The genre of how to run a creative practice is complex (culture, vision, etc.), but I’d like to address one of the biggest fallacies of the industry that’s easiest to remedy: multiple creative approaches aren’t good for clients. At very best, you’re presenting one right concept and two wrong ones. You’re chewing through budget (yours/theirs) to service a majority failure and stealing from the potential success of the best candidate. Focused thinking/effort invariably produces better work than a scattershot approach that rewards discrepancies.
Most important, you’re establishing a precedent that your client has the design wherewithal to demand choices that supersede the very specialized intelligence of your agency. Your client knows their business. You know yours. (That’s why they hired you). Clients haven’t been trained in line, form, typography, composition, user experience, creative strategies, design awareness of audience segmentation, etc. Unless they have a creative pedigree, how could they possibly be in a position to art direct your informed creative?
Clients used to multiple versions might push back, but the core of their concerns are whether their brand, objectives, and values are being represented fully. (Their job may be at stake if you fail - remember that!) Convincing clients to yield the illusion of control is actually straightforward: allow them to participate in the creative process, but only in a strict sandboxes.
Clients should participate in the creative brief: to feed information so one may be established and approve it before visual design cycles start. A creative brief provides an overall metric of success (on a macro level) for how to interpret the value of the design exercise. When presenting your single creative vision, you should expose the design rationale and speak to the creative considerations that are derivative of it. Clients don’t have the design lexicon to have a conversation on naked imagery - demystify it with a written/verbal rationale that doesn’t use buzz words. With this method, the creative review is focused on fully executing on the brief/objectives and not whether a particular client viscerally “likes” something.
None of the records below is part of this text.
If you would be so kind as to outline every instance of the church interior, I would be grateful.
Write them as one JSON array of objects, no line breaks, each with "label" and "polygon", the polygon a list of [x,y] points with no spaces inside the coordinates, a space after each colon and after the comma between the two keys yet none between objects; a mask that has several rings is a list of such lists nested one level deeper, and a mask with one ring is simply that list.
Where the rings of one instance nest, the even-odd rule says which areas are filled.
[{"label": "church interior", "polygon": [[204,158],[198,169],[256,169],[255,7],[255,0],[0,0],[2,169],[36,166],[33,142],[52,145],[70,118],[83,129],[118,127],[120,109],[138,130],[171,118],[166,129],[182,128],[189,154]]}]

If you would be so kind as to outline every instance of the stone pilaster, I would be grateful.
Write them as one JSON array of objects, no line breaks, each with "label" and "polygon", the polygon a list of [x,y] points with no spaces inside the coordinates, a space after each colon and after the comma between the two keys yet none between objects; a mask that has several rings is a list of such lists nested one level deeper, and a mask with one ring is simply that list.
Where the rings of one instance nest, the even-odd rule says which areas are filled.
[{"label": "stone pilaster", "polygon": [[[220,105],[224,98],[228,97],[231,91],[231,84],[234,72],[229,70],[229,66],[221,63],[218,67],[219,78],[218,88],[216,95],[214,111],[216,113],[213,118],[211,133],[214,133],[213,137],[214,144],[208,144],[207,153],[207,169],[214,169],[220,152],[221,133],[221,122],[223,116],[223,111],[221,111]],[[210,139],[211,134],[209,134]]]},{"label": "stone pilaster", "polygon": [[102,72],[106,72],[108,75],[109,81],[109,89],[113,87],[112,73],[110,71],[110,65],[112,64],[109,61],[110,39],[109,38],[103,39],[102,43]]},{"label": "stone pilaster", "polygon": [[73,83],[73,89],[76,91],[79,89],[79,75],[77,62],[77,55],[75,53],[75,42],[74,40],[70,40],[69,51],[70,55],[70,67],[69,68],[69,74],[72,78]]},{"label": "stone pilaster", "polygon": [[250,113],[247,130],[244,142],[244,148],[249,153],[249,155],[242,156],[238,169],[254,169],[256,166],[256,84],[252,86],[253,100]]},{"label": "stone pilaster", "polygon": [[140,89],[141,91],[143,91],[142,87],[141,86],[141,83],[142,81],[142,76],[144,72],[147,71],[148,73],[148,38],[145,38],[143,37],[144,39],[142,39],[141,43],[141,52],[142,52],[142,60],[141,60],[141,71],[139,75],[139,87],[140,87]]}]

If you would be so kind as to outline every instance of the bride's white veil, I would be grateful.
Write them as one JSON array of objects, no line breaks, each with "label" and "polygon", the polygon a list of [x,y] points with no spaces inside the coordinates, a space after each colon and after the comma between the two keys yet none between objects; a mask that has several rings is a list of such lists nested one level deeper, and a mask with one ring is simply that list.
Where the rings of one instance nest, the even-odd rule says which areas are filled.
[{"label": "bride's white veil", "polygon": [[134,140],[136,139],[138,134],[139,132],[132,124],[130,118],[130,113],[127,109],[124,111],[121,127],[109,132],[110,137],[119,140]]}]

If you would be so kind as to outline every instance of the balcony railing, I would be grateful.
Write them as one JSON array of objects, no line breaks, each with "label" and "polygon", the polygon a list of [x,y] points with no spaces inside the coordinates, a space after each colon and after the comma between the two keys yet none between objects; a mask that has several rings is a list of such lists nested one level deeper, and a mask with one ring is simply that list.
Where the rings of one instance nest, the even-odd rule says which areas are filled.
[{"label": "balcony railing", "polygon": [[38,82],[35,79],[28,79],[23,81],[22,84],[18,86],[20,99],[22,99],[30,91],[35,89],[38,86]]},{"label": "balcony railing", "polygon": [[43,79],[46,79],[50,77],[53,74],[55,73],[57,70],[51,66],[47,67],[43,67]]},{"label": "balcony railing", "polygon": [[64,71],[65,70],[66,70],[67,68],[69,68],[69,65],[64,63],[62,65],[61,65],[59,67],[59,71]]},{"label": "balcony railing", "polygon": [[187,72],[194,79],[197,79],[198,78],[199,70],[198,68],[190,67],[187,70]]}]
As the principal of a creative agency, I’ve lead a lot of design exercises over the past 14 years. In that time, only two were initially rejected - both were our fault for misunderstanding the client objectives and not getting sign-off on the brief. (The second rounds were on-point). Our clients have come to embrace that being presented one fully informed/exposed creative vision equates to being serviced far better. There are more “working” marketing dollars for the campaign (leading to increased success), our design team is happy/validated, and the bottom line on the projects are protected. Sometimes less truly is more.